But this idea goes considerably deeper than some tabloid notion of what sexuality means in music. The very notion of sex for Scriabin proceeded from a specific complex of aesthetic issues ascribed to and defined, in their Doctrine of Correspondences, by the Russian symbolists and the so-called Mystical Anarchists. In this context, which was in fact inspired by ancient Eastern cultural models, sex is a repository of energy, spirituality and meaning. They interpreted sexuality symbolically, as a reservoir of signifieds and signifiers. For Scriabin and his likeminded contemporaries sexual relations were an occasion for the collective expression of spiritual largesse and transcendence, looking upon it as an essentially religious, and thus ceremonial act.

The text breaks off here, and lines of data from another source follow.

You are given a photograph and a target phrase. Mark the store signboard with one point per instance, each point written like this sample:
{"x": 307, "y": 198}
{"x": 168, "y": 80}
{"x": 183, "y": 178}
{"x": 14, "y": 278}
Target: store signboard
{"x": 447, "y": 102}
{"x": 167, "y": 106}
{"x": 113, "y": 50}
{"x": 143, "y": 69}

Mr Boulez will have none of this. His stingy, prudish, metrically precise and rhythmically stillborn performance is remarkable for a kind of ersatz clarity that relies principally on the notes themselves. He conveniently wipes out any notion of ambiguity and fantasy, as if these elements could do nothing to enhance the music itself. Sorry to say, but Mr Boulez is as naïve and plainly unfamiliar as he is uncomfortable with Scriabin's musical universe. Without exception, his performances in all three works on this disc are dispassionate, unimaginative and cold-blooded. This is small scale, geriatric Scriabin, whose get up and go got up and went. Mr Boulez seems terrified of climax, so he simply avoids making any. His limp idea of ecstasy, for all the glories of the magnificent orchestra at his disposal, suggests the impoverished, distant memory of one who has lost his ability to know what the experience feels like. He gives us a Scriabin sorely in need of a Viagra fix.